16. Upon the question whether rates fixed by the Secretary of Agriculture for a stockyards company under the Packers & Stockyards Act are confiscatory, the Court in this case examines the
evidence and sustains findings made by the District Court and findings of the Secretary adopted by that court as to: (1) value of land used and useful in the business, p. 298 U.S. 56, (2) value of structures; existing depreciation, p. 298 U. S. 61; (3) going concern value, p. 298 U. S. 62, (4) annual depreciation allowance, p. 298 U. S. 65, and (5) income, p. 298 U. S. 68.
17. In fixing rates under the Packers & Stockyards Act, the Secretary of Agriculture was not estopped by findings and allowances made in an earlier proceeding which was abandoned. P. 298 U. S. 63.
18. In fixing rates of a stockyards company, a hotel run at a loss and not helpful to the stockyards business is properly excluded from the rate base. P. 298 U. S. 57.

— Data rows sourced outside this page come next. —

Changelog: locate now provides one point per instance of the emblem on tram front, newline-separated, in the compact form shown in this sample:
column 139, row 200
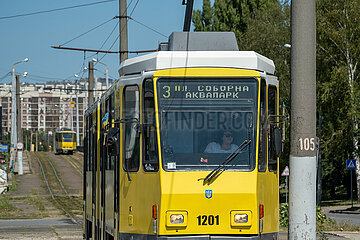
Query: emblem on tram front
column 208, row 194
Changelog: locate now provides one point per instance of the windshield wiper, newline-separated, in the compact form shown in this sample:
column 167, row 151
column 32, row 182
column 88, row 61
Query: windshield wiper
column 229, row 158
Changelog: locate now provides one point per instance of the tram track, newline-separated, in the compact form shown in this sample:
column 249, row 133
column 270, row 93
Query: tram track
column 75, row 162
column 55, row 186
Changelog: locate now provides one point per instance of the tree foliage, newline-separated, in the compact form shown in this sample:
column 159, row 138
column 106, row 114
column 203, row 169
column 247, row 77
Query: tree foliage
column 338, row 40
column 262, row 26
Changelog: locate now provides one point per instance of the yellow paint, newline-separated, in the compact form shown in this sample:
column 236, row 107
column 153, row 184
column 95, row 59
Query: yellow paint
column 240, row 212
column 183, row 192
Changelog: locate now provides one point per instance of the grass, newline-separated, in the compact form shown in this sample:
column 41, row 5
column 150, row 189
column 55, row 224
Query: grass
column 73, row 205
column 5, row 206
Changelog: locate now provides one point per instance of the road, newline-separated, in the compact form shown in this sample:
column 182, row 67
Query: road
column 54, row 228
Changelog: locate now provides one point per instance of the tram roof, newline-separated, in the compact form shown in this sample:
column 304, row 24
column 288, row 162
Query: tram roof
column 198, row 49
column 181, row 59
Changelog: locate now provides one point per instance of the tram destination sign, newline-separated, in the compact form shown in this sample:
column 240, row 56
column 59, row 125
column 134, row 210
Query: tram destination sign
column 207, row 90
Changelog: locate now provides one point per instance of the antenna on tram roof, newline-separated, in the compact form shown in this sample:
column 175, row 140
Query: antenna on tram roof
column 187, row 21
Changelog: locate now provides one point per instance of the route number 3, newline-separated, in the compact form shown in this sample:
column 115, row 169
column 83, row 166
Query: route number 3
column 307, row 144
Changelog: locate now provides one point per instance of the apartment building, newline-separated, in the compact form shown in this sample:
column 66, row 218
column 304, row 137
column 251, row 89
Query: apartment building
column 47, row 107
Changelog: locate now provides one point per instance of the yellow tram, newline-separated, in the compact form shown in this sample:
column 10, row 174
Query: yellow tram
column 185, row 145
column 65, row 141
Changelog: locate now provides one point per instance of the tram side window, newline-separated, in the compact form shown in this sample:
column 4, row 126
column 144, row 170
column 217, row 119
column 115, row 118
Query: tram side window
column 262, row 129
column 272, row 105
column 131, row 114
column 150, row 158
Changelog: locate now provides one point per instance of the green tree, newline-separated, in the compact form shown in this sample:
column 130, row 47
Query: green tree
column 227, row 15
column 262, row 26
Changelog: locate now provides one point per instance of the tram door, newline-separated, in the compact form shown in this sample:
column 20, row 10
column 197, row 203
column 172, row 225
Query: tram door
column 108, row 167
column 94, row 174
column 268, row 178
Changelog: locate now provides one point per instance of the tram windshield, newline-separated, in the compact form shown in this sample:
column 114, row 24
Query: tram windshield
column 67, row 137
column 202, row 121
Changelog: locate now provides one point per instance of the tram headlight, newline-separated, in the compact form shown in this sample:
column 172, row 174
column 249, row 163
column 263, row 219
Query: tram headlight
column 176, row 219
column 240, row 218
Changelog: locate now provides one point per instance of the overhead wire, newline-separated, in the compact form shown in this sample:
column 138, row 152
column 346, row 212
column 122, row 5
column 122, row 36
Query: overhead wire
column 6, row 75
column 152, row 29
column 56, row 9
column 122, row 27
column 87, row 31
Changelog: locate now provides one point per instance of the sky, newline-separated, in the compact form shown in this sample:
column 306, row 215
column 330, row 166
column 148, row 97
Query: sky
column 32, row 36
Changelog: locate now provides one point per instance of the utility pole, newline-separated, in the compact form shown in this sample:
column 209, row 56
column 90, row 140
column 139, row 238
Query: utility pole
column 54, row 137
column 302, row 196
column 31, row 134
column 77, row 114
column 18, row 123
column 123, row 30
column 13, row 120
column 36, row 141
column 91, row 84
column 13, row 115
column 107, row 77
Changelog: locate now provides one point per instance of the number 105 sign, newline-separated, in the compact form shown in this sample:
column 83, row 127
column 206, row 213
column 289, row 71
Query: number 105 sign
column 307, row 144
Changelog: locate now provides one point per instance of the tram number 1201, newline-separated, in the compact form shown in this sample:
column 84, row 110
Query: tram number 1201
column 208, row 220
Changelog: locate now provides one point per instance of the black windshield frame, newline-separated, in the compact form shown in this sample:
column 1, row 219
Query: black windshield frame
column 230, row 106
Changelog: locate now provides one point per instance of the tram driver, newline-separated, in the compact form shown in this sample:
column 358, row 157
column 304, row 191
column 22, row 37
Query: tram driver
column 225, row 145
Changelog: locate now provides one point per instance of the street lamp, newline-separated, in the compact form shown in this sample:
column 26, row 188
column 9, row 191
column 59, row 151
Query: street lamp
column 106, row 72
column 13, row 114
column 77, row 112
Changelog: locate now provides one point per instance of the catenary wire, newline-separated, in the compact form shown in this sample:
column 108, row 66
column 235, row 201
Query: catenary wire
column 57, row 9
column 87, row 32
column 122, row 27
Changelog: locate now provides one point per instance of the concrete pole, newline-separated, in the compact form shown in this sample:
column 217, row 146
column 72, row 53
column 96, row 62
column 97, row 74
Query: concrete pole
column 18, row 111
column 31, row 134
column 107, row 77
column 13, row 119
column 54, row 137
column 77, row 114
column 95, row 89
column 123, row 30
column 302, row 195
column 91, row 84
column 36, row 141
column 18, row 127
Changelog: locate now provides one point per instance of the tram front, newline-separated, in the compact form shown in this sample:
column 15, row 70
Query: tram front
column 208, row 121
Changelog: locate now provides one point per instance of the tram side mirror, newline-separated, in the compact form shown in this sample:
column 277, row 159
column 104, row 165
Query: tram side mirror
column 276, row 140
column 113, row 141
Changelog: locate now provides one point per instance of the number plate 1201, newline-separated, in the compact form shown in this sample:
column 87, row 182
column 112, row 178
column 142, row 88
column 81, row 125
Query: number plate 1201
column 208, row 220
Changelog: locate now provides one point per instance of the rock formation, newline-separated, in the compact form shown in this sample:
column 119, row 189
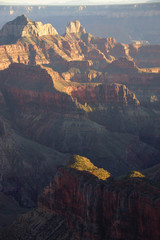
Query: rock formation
column 75, row 27
column 23, row 27
column 94, row 209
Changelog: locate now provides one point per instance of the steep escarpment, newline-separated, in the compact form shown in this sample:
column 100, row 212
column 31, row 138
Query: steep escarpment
column 23, row 27
column 103, row 94
column 94, row 209
column 29, row 88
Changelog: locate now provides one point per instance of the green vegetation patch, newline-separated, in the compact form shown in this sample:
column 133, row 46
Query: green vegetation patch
column 84, row 164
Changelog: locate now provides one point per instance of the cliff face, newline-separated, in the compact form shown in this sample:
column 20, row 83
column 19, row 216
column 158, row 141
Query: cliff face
column 128, row 209
column 102, row 94
column 23, row 27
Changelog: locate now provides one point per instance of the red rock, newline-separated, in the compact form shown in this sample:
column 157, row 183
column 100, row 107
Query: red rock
column 128, row 209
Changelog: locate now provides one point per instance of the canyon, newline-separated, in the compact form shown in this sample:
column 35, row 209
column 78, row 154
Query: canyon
column 78, row 95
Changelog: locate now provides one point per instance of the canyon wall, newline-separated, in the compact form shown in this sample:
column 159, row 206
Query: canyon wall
column 96, row 210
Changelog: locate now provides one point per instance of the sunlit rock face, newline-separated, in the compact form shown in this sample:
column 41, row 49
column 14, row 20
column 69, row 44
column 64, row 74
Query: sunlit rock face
column 96, row 209
column 75, row 27
column 23, row 27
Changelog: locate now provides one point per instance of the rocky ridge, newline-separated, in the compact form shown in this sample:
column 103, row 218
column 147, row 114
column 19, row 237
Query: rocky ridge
column 100, row 210
column 23, row 27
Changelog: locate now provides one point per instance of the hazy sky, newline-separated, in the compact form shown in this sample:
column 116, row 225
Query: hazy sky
column 66, row 2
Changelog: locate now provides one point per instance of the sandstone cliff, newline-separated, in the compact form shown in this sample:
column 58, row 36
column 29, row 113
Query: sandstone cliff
column 23, row 27
column 97, row 210
column 75, row 27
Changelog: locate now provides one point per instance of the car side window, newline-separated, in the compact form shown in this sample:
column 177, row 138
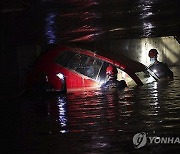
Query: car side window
column 63, row 58
column 86, row 65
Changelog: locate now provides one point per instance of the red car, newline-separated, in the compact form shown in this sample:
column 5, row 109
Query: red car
column 66, row 68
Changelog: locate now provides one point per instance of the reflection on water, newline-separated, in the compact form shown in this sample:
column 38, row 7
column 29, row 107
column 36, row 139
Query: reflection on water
column 98, row 122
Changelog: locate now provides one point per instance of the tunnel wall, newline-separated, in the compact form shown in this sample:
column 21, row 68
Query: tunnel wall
column 137, row 49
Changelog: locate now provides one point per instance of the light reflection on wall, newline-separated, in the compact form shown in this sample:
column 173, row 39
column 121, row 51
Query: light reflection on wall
column 146, row 9
column 50, row 21
column 145, row 47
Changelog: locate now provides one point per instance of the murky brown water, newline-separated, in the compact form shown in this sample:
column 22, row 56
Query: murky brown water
column 93, row 121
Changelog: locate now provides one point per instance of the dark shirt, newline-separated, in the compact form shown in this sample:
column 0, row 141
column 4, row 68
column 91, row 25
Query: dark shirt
column 161, row 70
column 113, row 83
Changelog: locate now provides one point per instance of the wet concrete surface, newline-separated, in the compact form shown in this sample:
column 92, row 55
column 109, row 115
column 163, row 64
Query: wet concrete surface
column 92, row 121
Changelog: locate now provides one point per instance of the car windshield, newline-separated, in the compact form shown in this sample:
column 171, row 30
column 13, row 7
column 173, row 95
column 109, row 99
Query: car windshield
column 85, row 65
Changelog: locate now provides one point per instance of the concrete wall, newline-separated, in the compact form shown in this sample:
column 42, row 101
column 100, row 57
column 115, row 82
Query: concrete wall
column 137, row 49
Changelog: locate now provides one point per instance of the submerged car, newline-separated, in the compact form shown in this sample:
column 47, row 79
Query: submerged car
column 67, row 68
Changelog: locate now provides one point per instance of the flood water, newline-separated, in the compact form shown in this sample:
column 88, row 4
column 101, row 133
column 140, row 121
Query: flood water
column 93, row 122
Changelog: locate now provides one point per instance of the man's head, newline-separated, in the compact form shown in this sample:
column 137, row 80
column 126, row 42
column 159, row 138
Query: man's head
column 111, row 71
column 153, row 55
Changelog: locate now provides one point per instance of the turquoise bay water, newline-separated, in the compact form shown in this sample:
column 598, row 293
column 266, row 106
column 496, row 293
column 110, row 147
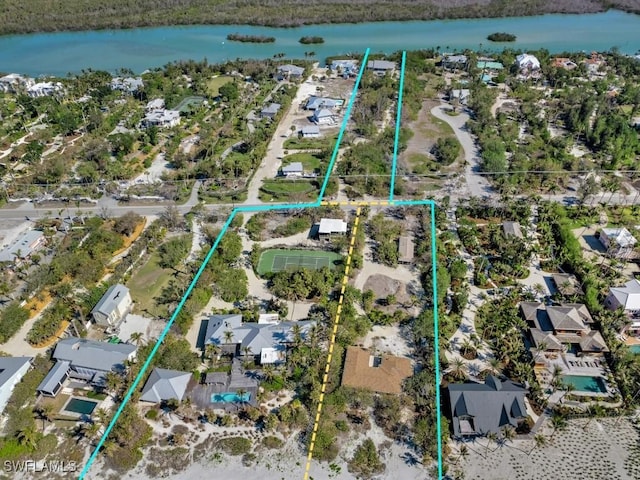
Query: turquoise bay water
column 142, row 48
column 586, row 384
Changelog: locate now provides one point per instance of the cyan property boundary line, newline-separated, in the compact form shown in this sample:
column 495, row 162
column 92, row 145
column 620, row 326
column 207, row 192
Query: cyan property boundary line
column 259, row 208
column 206, row 260
column 397, row 135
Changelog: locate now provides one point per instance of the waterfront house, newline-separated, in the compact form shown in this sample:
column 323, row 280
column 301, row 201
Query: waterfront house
column 25, row 246
column 155, row 104
column 290, row 71
column 163, row 385
column 12, row 369
column 564, row 63
column 627, row 298
column 527, row 63
column 329, row 227
column 477, row 409
column 162, row 118
column 113, row 307
column 85, row 360
column 44, row 89
column 270, row 111
column 565, row 327
column 454, row 62
column 315, row 103
column 266, row 343
column 323, row 117
column 14, row 82
column 619, row 242
column 294, row 169
column 128, row 85
column 381, row 67
column 376, row 373
column 310, row 131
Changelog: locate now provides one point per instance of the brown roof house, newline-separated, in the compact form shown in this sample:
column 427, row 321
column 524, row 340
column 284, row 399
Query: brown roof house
column 381, row 374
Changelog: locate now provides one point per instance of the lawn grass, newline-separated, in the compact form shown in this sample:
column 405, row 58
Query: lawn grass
column 213, row 85
column 288, row 190
column 147, row 283
column 266, row 262
column 309, row 161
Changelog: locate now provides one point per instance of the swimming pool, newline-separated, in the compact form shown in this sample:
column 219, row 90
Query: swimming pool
column 230, row 397
column 79, row 406
column 586, row 384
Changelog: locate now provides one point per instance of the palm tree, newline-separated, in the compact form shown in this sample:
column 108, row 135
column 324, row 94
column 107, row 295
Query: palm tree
column 458, row 369
column 28, row 437
column 136, row 338
column 112, row 382
column 491, row 437
column 268, row 373
column 45, row 413
column 540, row 441
column 246, row 350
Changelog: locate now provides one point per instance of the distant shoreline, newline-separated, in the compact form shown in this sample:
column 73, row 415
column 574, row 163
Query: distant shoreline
column 73, row 15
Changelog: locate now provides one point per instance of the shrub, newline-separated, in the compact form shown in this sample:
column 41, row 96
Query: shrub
column 272, row 442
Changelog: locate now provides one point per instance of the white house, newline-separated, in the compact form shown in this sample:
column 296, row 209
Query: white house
column 381, row 67
column 619, row 242
column 113, row 307
column 310, row 131
column 162, row 118
column 331, row 226
column 323, row 117
column 155, row 104
column 44, row 89
column 527, row 62
column 290, row 71
column 13, row 81
column 12, row 369
column 127, row 85
column 294, row 169
column 23, row 247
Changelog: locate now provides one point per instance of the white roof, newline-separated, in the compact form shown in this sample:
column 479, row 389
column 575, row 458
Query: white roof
column 332, row 225
column 526, row 60
column 629, row 295
column 622, row 236
column 271, row 355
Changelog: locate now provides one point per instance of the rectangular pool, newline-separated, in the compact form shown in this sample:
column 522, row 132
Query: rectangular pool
column 586, row 384
column 230, row 397
column 79, row 406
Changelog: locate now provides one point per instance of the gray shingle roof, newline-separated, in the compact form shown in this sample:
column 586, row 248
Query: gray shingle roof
column 488, row 407
column 111, row 299
column 22, row 246
column 54, row 377
column 165, row 384
column 255, row 336
column 102, row 356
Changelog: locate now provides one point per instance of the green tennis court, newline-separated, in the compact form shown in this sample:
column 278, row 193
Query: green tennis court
column 276, row 260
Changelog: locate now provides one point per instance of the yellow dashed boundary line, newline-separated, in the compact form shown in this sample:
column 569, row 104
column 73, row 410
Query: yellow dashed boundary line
column 332, row 342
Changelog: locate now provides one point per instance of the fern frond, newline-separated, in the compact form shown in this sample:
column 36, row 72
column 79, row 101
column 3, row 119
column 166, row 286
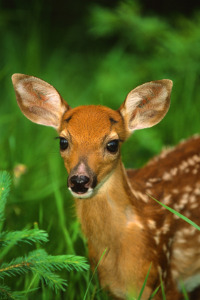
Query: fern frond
column 44, row 266
column 7, row 294
column 5, row 182
column 28, row 236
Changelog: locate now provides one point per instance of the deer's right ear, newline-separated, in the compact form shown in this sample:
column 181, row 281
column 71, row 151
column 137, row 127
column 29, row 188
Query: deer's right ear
column 146, row 105
column 38, row 100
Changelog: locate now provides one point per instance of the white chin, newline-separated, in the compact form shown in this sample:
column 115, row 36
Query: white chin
column 86, row 195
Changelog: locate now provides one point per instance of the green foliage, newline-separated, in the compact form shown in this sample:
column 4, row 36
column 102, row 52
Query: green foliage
column 42, row 265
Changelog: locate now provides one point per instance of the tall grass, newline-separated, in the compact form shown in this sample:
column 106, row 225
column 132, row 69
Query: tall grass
column 98, row 61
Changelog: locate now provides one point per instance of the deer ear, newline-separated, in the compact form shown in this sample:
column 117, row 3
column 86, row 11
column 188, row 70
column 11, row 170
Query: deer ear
column 147, row 104
column 38, row 100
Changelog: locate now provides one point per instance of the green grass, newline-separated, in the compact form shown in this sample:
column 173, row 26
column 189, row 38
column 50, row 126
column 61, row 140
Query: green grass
column 120, row 49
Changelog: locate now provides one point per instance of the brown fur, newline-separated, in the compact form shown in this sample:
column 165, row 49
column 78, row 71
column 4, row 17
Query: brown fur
column 118, row 216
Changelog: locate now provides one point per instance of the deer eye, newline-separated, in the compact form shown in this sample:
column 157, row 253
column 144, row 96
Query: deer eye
column 113, row 146
column 63, row 143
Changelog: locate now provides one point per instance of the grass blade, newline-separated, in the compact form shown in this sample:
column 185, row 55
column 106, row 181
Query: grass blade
column 177, row 213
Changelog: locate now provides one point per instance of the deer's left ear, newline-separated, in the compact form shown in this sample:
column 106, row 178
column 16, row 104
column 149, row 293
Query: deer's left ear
column 146, row 105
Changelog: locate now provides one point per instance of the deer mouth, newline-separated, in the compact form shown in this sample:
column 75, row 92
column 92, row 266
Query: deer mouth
column 87, row 193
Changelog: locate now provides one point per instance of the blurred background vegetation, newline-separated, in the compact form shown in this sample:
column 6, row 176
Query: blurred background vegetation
column 93, row 52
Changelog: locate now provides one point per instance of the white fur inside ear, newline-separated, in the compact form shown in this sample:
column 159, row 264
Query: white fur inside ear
column 39, row 101
column 146, row 105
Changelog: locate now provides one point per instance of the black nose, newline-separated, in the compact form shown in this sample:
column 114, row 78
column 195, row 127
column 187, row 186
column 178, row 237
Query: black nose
column 78, row 184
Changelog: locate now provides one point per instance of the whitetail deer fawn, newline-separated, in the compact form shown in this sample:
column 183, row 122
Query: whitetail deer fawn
column 113, row 205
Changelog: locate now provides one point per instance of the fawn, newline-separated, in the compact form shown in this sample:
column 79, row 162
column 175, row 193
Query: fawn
column 113, row 205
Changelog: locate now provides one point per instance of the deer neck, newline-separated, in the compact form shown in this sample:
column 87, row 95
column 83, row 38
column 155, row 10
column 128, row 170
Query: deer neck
column 106, row 215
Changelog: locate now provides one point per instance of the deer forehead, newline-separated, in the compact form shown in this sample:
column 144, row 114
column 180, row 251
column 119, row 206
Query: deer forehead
column 92, row 124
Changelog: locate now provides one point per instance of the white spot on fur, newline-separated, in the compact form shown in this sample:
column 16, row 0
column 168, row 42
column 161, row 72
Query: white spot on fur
column 167, row 176
column 151, row 224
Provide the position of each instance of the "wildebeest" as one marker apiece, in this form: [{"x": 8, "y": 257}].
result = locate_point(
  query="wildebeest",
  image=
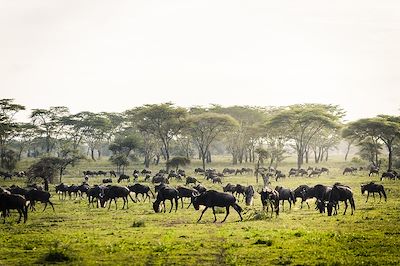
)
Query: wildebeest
[
  {"x": 166, "y": 193},
  {"x": 270, "y": 198},
  {"x": 228, "y": 171},
  {"x": 373, "y": 171},
  {"x": 191, "y": 180},
  {"x": 141, "y": 189},
  {"x": 285, "y": 194},
  {"x": 349, "y": 170},
  {"x": 93, "y": 193},
  {"x": 300, "y": 192},
  {"x": 10, "y": 201},
  {"x": 107, "y": 180},
  {"x": 61, "y": 190},
  {"x": 314, "y": 172},
  {"x": 113, "y": 193},
  {"x": 373, "y": 188},
  {"x": 124, "y": 177},
  {"x": 229, "y": 188},
  {"x": 249, "y": 194},
  {"x": 389, "y": 175},
  {"x": 159, "y": 179},
  {"x": 200, "y": 188},
  {"x": 341, "y": 193},
  {"x": 34, "y": 195},
  {"x": 73, "y": 189},
  {"x": 212, "y": 199},
  {"x": 185, "y": 192}
]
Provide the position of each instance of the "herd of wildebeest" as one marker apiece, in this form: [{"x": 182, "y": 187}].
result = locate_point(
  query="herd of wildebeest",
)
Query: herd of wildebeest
[{"x": 326, "y": 197}]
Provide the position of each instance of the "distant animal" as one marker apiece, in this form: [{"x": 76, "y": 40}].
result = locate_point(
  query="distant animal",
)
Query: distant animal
[
  {"x": 229, "y": 188},
  {"x": 107, "y": 180},
  {"x": 373, "y": 171},
  {"x": 34, "y": 195},
  {"x": 249, "y": 194},
  {"x": 285, "y": 194},
  {"x": 185, "y": 192},
  {"x": 212, "y": 199},
  {"x": 61, "y": 190},
  {"x": 341, "y": 193},
  {"x": 270, "y": 198},
  {"x": 10, "y": 201},
  {"x": 374, "y": 188},
  {"x": 200, "y": 188},
  {"x": 166, "y": 193},
  {"x": 389, "y": 175},
  {"x": 300, "y": 192},
  {"x": 113, "y": 193},
  {"x": 191, "y": 180},
  {"x": 124, "y": 177},
  {"x": 141, "y": 189}
]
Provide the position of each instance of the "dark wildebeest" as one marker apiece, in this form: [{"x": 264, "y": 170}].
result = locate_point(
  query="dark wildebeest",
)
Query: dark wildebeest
[
  {"x": 228, "y": 171},
  {"x": 389, "y": 175},
  {"x": 141, "y": 189},
  {"x": 340, "y": 193},
  {"x": 300, "y": 192},
  {"x": 191, "y": 180},
  {"x": 113, "y": 193},
  {"x": 34, "y": 195},
  {"x": 374, "y": 171},
  {"x": 185, "y": 192},
  {"x": 314, "y": 173},
  {"x": 212, "y": 199},
  {"x": 270, "y": 198},
  {"x": 200, "y": 188},
  {"x": 217, "y": 180},
  {"x": 93, "y": 193},
  {"x": 73, "y": 189},
  {"x": 249, "y": 194},
  {"x": 124, "y": 177},
  {"x": 348, "y": 170},
  {"x": 166, "y": 193},
  {"x": 373, "y": 188},
  {"x": 13, "y": 202},
  {"x": 239, "y": 190},
  {"x": 159, "y": 179},
  {"x": 107, "y": 180},
  {"x": 62, "y": 190},
  {"x": 229, "y": 188},
  {"x": 285, "y": 194}
]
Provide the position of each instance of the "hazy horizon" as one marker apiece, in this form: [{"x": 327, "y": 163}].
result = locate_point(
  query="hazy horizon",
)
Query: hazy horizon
[{"x": 102, "y": 56}]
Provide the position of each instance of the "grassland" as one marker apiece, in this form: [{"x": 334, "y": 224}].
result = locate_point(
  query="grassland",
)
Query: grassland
[{"x": 79, "y": 235}]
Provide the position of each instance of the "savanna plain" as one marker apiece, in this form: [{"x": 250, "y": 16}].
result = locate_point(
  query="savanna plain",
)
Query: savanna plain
[{"x": 81, "y": 235}]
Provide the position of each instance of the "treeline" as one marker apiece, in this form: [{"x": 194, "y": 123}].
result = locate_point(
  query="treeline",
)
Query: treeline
[{"x": 156, "y": 133}]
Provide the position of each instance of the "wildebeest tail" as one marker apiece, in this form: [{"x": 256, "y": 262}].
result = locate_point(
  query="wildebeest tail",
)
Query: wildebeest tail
[
  {"x": 132, "y": 198},
  {"x": 384, "y": 193},
  {"x": 237, "y": 207}
]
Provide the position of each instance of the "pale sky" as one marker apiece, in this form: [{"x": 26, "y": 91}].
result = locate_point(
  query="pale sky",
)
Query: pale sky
[{"x": 115, "y": 55}]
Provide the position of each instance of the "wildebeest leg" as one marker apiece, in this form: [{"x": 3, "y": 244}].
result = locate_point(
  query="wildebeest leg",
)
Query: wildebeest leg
[
  {"x": 20, "y": 215},
  {"x": 227, "y": 213},
  {"x": 215, "y": 217},
  {"x": 202, "y": 214},
  {"x": 345, "y": 207},
  {"x": 51, "y": 204}
]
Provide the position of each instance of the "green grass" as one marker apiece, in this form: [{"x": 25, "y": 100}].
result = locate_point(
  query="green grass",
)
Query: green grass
[{"x": 76, "y": 234}]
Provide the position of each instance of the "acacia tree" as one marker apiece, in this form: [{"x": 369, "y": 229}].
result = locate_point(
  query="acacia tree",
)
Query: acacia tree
[
  {"x": 49, "y": 123},
  {"x": 382, "y": 128},
  {"x": 205, "y": 128},
  {"x": 163, "y": 121},
  {"x": 8, "y": 126},
  {"x": 301, "y": 123}
]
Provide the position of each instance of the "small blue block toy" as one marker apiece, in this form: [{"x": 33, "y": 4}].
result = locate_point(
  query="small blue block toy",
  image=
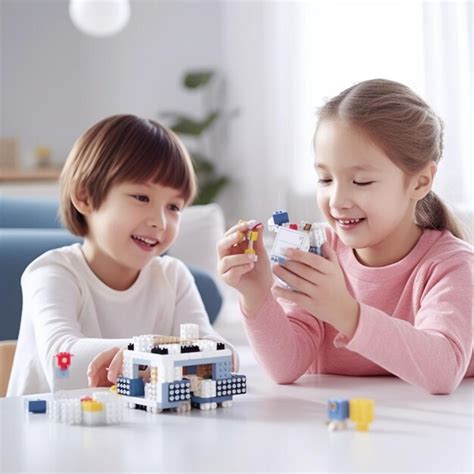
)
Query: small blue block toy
[{"x": 37, "y": 406}]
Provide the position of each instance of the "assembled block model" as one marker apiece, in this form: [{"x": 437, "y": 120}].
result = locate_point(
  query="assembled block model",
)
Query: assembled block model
[
  {"x": 358, "y": 410},
  {"x": 162, "y": 373},
  {"x": 159, "y": 373},
  {"x": 305, "y": 236}
]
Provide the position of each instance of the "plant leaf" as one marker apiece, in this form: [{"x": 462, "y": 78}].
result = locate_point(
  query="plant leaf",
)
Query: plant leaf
[{"x": 196, "y": 79}]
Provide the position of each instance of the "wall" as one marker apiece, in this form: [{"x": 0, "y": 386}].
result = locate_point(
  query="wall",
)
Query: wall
[{"x": 55, "y": 81}]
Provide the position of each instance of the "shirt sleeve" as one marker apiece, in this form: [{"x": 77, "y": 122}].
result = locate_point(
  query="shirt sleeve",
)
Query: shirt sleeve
[
  {"x": 285, "y": 338},
  {"x": 190, "y": 309},
  {"x": 434, "y": 352},
  {"x": 52, "y": 299}
]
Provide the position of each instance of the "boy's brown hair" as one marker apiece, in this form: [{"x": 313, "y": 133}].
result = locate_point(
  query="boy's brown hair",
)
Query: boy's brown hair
[{"x": 118, "y": 149}]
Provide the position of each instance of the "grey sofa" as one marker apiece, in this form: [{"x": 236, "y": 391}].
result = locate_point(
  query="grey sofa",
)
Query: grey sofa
[{"x": 30, "y": 227}]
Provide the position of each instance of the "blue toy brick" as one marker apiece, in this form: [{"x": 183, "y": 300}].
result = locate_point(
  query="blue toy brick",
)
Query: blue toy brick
[
  {"x": 130, "y": 387},
  {"x": 196, "y": 401},
  {"x": 338, "y": 410},
  {"x": 178, "y": 391},
  {"x": 222, "y": 369},
  {"x": 207, "y": 360},
  {"x": 37, "y": 406},
  {"x": 280, "y": 217},
  {"x": 234, "y": 385}
]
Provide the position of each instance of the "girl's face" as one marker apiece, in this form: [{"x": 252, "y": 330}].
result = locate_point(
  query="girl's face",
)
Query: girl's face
[
  {"x": 135, "y": 223},
  {"x": 362, "y": 194}
]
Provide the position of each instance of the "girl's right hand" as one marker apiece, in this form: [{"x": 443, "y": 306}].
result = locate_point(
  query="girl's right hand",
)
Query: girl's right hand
[{"x": 250, "y": 276}]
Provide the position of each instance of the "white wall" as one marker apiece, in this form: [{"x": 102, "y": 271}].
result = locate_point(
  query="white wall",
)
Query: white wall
[{"x": 55, "y": 81}]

19. Land, as part of the property valued in fixing rates, should be allowed its fair market value for all available uses and purposes, including value due to special adaptation to particular purposes, but excluding increments of value due to the public use. P. 298 U. S. 59.
20. In fixing rates, a separate allowance of going concern value supported only by assumptions and speculations of an expert, held properly denied. P. 298 U. S. 62.
21. In fixing rates for stockyards service, it was open to the Secretary of Agriculture to increase a company's charges for the use of feed lots, owned by it and included in the rate base, upon the ground that the existing charges produced discrimination and should be made reasonable for all customers, and it was not necessary to permit the company an alternative in removing the discrimination. P. 298 U. S. 67.
22. In fixing rates under the Act, the Secretary may classify them. P. 298 U. S. 69.
23. If rates, reasonable when fixed under the Packers & Stockyards Act, are shown by subsequent test to have become unreasonably low, application may be made to the Secretary of Agriculture to have them modified. P. 298 U. S. 72.
11 F. Supp. 322 affirmed.
Appeal from a decree of the District Court of three judges which dismissed a bill to enjoin enforcement of rates fixed by the Secretary of Agriculture under the Packers & Stockyards Act.